Behörden am internationalen Imam-Khomeini-Flughafen in Teheran (IKI) haben offenbar Fotos von Protestveranstaltungen im Ausland gesammelt, auf denen Iraner zu sehen sind, die aus Solidarität mit Iranern in Iran an Protesten gegen die Menschenrechtsverletzungen in Iran teilnehmen. Beim Verlassen des Flughafens wurden mehrere iranische Staatsbürger willkürlich ausgewählt und in Räume geführt, wo sie angeben mussten, in welches Land und welche Stadt sie reisen. Dann wurden ihre Gesichter mit den vorliegenden Fotos verglichen. Damit sollen Iraner identifiziert werden, die sich im Ausland an derartigen Veranstaltungen beteiligt haben.

Verschiedene Personen, die kürzlich aus Teheran zurückgekommen sind, haben ICHRI berichtet, dass sie mehrere Stunden am IKI zubringen mussten, während ihre Gesichter mit vorliegenden Fotos abgeglichen wurden. Einer von ihnen, der vor Kurzem aus Teheran wiedergekommen ist, erzählte ICHRI: „… nachdem ich mein Gepäck eingecheckt hatte, forderte ein Beamter mich auf, ihm zu einem Seiteneingang zu folgen. In dem Raum saßen Menschen hinter Monitoren, auf denen Hunderte Aufnahmen von Gesichtern zu sehen waren. Es waren keine Passfotos, sondern Fotos von Versammlungen. Auf einem Foto war ein Mädchen mit erhobener Faust zu sehen, auf einem anderen ein junger Mann, der etwas rief.“
Die Personen berichten, dass Beamte von ihnen die Zielstaaten und -städte wissen wollten und dann in dem besagten Raum nach Fotos suchten, die aus der jeweiligen Stadt stammen, um festzustellen, ob der oder die Reisende an Kundgebungen teilgenommen hat.
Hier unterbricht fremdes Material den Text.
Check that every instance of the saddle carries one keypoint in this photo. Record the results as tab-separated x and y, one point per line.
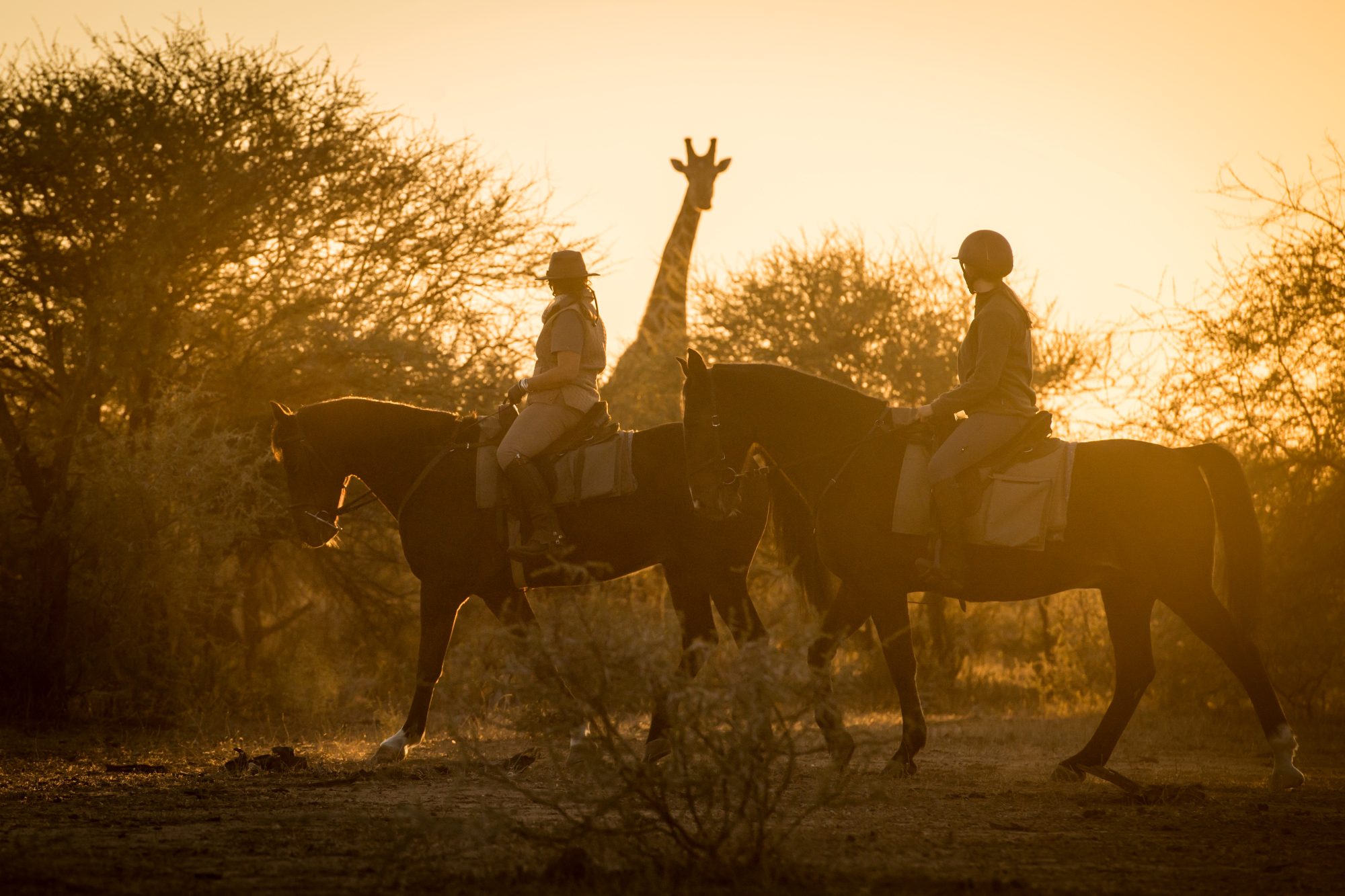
590	460
595	425
1015	498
In einem anderen Fall wurde ein junger Mann, der mehrere Wochen in Teheran gewesen war, in einen Raum gebeten, wo ein Sicherheitsbeamter auf ihn wartete. Sein Pass war bei der Ankunft schon gestempelt worden. Sie forderten ihn auf, seine Facebook-Seite zu öffnen, worauf er überrascht erwiderte, er habe keine Facebook-Seite. Der Beamte suchte auf Facebook nach dem Namen des Mannes und forderte ihn auf, seinen Facebook-Account einzugeben. Nachdem der junge Mann sich mehrere Minuten lang geweigert hatte, warnte der Beamte ihn, er werde bei der Ausreise Probleme bekommen. Dies bewahrheitete sich allerdings nicht.
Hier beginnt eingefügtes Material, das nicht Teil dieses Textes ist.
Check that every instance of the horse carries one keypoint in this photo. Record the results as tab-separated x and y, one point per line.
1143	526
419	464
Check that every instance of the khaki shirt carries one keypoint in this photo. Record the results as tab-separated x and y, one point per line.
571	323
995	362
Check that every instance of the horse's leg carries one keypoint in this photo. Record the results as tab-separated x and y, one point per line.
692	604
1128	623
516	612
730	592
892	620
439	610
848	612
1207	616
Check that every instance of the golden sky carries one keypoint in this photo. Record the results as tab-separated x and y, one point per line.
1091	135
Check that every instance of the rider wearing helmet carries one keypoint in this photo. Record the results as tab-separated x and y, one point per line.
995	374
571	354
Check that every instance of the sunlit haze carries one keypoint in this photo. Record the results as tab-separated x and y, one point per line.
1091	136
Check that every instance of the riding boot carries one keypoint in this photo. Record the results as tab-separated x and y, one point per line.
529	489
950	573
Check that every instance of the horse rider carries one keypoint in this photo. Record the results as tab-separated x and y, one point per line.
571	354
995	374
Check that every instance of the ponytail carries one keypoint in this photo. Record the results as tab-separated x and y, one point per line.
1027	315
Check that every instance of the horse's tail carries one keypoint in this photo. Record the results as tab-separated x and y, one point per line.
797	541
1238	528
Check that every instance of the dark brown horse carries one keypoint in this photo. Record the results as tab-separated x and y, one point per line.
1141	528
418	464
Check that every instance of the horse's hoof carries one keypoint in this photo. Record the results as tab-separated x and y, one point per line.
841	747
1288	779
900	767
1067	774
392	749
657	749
Derartige Aktionen sollen im Ausland lebende Iraner einschüchtern und davon abhalten, an Versammlungen teilzunehmen. Sie stellen einen klaren Verstoß gegen die bürgerlichen Rechte dieser Personen und eine Verletzung ihrer Privatsphäre dar.

Ein Augenzeuge berichtet, dass die Behörden der Islamischen Republik Personen zu verschiedenen Versammlungen außerhalb Irans entsenden und damit beauftragen, Teilnehmer zu fotografieren und die Fotos an die iranischen Behörden weiterzugeben. In einem anderen Fall war einem jungen Mann während einer Demonstration in Deutschland aufgefallen, dass jemand sein Gesicht mehrfach fotografierte. Er sprach den Fotografen an und forderte ihn auf, das Fotografieren einzustellen. Als der Mann nicht aufhörte, kam es zu einer Rangelei zwischen dem Fotografen und Umstehenden, die den Zwischenfall verfolgt hatten. Schließlich verhaftete die Polizei alle Beteiligten. Der junge Mann sagte immer wieder, dass der fragliche Fotograf die Fotos für bestimmte, nicht persönlich motivierte Zwecke gemacht habe. Die Polizei untersuchte daraufhin das Mobiltelefon des Fotografen und prüfte die darauf abgelegten Fotos. Überrascht stellten sie fest, dass sich Hunderte von Fotos verschiedener Gesichter darauf befanden.

4 Antworten zu “Ausreisende werden am Teheraner Flughafen mit Auslands-Fotos eingeschüchtert

  1. Warum machst du auf Missstände in den USA aufmerksam. Ist doch was ganz anderes. Die USA schützen sich zurecht vor Terror. Der Iran will Menschen, die für intelektuelle Freiheit kämpfen, aufsprüren und aus dem Weg räumen.
    Immer wenn es um schlimme Dinge in der arabischen Welt geht kommt irgendwann einer und postet, das die USA die schwarzen Schafe sind… absolut realitätsfremd

  2. mr. tristan 1936 , was hat eine mit den andern zu tun.
    bist du vielleicht auch ein basiji. redest du ähnlich wie ahmadinajes.ständige vergleiche mit usa oder israel.

  3. wenn leute,die außerhalb des iran an demos teilgenommen haben und fotographiert worden sind,ist es ganz normal diese herauszufiltern.
    in die usa kommen sie gar nicht erst rein oder werden ohne rechtsanspruch bei der einreise verhaftet,wenn ihre visage vielleicht arabische züge trägt ohne daß sie irgendwo demonstriert haben.
    so DEMOKRATISCH sind die USA !!!!!!